Lalla Taja : La maman des orphelins

Lalla Taja : La maman des orphelins

À la rue Belgique, en ancienne médina, à Casablanca, juste à gauche de l’école primaire Omar Ben Abdelaziz, on remarque depuis belle lurette une porte verte fermée. Il semble que personne ne s’en rend plus compte, ni s’interroge sur ce qui se trouve derrière. Les jeunes ignorent aujourd’hui qu’il s’y trouvait une tombe. Un tombeau où une femme de bonté et de grand cœur est enterrée, il y a plus d’un siècle. Qui était-elle ? On ignore beaucoup de chose sur elle. Parce qu’elle était une femme comme les autres. Aucun livre, ni autres références ne révèlent exactement son nom exact, ses origines, sa date de naissance. Une plaque qui est attachée sur le mur, à gauche de sa porte, indique qu’en se référant aux documents de protectorat, il s’agit d’une femme qui a vécu durant le XIXe siècle. Son parcours de vie serait normal comme tout autre femme, à l’exception qu’elle était célibataire et vivait solitaire dans une chambre à l’ancienne médina. Personne ne savait au juste si elle y naquit ou pas puisque rien à ce propos n’a été écrit. Mais ce qui caractérisa Lalla Taja n’est autre que ses services envers les orphelins. Cette femme connue pour sa bonté, sa générosité et son courage, les accueillit, leur donna à manger, à boire, et les invita à dormir chez elle.

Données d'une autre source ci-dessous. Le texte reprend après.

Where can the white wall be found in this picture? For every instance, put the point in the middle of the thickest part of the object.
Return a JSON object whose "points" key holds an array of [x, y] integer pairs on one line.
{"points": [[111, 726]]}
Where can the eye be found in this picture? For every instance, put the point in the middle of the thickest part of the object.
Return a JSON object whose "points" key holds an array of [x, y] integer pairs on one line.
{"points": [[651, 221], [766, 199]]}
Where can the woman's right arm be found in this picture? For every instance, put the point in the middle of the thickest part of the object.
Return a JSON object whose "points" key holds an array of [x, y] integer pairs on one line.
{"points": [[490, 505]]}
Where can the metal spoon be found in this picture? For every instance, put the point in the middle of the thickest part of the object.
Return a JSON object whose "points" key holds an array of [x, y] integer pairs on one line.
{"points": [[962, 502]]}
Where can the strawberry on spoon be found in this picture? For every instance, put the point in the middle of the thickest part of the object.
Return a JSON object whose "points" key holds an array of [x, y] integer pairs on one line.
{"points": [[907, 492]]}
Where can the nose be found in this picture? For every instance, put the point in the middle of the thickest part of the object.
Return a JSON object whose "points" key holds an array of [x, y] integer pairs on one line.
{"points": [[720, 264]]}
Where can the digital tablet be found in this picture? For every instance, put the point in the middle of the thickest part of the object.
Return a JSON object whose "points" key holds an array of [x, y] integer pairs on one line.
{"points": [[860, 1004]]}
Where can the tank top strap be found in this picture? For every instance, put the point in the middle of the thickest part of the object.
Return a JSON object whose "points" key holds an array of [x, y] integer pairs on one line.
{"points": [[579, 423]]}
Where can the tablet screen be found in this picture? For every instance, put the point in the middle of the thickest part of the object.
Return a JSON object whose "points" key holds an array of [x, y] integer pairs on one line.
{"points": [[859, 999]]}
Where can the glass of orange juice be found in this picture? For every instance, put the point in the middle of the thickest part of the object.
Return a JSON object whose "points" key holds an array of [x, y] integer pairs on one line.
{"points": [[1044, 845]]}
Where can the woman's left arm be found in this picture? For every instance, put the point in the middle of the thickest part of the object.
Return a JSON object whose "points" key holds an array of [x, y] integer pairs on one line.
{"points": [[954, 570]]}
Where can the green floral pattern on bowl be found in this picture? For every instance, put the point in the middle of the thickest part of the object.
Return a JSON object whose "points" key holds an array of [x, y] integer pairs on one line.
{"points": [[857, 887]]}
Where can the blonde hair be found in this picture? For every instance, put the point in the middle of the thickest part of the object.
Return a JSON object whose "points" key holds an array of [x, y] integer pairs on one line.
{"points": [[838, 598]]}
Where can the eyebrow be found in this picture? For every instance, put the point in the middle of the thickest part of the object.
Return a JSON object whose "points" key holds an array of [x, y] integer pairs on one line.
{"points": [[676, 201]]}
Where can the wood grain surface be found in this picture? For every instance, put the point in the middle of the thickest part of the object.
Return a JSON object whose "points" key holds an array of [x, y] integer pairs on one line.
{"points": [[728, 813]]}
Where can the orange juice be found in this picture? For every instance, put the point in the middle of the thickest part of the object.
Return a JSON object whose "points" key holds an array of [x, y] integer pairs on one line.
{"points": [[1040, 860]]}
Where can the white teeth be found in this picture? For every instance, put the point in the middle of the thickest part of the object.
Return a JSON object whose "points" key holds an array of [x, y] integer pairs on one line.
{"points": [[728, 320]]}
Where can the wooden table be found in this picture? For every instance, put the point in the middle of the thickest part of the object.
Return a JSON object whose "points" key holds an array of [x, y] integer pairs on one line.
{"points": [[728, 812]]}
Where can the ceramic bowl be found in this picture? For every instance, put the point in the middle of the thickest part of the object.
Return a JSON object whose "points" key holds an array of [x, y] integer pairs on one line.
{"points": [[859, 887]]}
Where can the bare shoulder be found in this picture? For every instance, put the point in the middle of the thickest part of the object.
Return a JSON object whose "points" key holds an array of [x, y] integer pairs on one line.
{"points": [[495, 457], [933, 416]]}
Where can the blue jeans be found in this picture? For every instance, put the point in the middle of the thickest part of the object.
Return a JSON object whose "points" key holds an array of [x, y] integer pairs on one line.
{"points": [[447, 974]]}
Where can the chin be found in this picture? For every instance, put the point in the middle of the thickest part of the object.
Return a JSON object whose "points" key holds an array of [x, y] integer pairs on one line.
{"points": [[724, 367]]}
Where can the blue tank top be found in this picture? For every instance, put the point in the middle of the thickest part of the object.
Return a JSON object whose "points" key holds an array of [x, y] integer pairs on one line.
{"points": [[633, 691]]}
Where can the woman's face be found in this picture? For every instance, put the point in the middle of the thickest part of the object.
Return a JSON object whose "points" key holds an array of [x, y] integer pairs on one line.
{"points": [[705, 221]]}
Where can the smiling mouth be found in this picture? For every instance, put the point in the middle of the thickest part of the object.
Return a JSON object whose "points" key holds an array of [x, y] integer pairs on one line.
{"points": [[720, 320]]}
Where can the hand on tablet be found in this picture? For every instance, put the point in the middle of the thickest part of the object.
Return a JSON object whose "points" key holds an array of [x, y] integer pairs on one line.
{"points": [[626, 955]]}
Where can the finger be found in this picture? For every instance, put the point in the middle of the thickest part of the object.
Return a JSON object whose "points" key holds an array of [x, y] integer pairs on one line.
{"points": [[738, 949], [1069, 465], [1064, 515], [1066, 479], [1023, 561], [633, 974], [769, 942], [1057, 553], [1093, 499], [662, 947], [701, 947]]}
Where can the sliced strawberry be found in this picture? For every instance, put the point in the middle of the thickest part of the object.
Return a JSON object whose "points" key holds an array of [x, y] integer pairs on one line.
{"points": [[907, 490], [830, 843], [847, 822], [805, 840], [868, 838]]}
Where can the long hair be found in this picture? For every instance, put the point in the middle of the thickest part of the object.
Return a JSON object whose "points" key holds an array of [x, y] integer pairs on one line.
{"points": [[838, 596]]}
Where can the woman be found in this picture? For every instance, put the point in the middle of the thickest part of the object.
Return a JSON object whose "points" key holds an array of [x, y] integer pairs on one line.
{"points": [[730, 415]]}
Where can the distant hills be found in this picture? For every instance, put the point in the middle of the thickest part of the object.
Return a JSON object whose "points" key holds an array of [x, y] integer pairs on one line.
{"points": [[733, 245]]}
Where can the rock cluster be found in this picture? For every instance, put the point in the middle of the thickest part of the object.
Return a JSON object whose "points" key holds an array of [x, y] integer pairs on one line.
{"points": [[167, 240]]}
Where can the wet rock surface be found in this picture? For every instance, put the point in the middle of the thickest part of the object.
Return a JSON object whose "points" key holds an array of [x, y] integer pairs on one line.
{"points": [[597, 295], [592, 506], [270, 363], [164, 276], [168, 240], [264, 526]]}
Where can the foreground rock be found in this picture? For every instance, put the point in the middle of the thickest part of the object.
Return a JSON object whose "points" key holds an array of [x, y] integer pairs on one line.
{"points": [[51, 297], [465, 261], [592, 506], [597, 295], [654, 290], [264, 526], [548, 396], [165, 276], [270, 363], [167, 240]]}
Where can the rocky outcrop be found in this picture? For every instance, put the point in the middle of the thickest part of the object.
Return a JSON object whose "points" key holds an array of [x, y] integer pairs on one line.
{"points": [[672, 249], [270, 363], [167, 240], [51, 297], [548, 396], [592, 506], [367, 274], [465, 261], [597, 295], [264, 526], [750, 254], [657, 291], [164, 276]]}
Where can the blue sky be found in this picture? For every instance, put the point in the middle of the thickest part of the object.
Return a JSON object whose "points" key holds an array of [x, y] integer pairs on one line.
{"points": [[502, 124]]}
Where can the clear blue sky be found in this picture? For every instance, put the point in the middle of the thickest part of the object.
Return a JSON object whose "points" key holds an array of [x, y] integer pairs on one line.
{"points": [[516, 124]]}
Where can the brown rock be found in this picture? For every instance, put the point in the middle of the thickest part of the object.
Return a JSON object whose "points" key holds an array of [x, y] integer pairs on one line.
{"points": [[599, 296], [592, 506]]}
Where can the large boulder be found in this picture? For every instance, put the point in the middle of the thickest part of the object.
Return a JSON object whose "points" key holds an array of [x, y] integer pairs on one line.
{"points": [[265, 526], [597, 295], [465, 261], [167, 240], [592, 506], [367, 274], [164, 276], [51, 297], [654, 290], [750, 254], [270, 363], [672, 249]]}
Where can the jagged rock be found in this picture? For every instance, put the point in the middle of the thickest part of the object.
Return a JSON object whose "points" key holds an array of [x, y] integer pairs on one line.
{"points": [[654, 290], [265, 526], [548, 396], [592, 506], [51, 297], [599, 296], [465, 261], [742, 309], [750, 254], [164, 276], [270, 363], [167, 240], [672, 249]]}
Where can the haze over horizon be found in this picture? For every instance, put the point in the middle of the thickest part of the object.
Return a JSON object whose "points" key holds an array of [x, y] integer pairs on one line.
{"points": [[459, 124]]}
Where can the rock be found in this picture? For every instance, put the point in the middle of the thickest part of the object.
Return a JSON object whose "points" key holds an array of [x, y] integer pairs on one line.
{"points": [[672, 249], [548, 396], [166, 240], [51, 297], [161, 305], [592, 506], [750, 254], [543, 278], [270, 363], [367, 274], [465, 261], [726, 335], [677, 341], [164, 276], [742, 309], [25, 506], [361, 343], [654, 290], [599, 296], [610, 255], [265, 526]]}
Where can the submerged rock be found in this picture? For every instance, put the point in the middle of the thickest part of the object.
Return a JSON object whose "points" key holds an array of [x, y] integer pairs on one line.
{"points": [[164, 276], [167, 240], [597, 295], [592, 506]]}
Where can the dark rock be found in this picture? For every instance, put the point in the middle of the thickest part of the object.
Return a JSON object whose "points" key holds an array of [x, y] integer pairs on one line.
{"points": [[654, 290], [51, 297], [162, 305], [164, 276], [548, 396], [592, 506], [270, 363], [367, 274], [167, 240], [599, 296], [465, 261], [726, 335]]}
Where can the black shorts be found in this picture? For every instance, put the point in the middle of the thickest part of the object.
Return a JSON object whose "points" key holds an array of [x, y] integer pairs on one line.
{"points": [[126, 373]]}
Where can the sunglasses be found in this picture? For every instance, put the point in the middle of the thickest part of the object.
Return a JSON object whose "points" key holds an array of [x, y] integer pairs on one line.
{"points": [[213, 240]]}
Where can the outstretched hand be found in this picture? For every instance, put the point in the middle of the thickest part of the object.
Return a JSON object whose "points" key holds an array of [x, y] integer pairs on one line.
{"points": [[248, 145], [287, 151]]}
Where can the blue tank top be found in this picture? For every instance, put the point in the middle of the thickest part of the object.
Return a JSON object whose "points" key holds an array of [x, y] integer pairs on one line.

Demeurant à côté de la Légation belge à Casablanca, son bon cœur et ses sacrifices subjuguèrent un secrétaire de consul belge au point qu’il lui proposa son aide et son soutien moral et matériel. Lalla Taja accepta. Depuis, il commença à l’aider et à la soutenir matériellement pour continuer à prendre soin des orphelins.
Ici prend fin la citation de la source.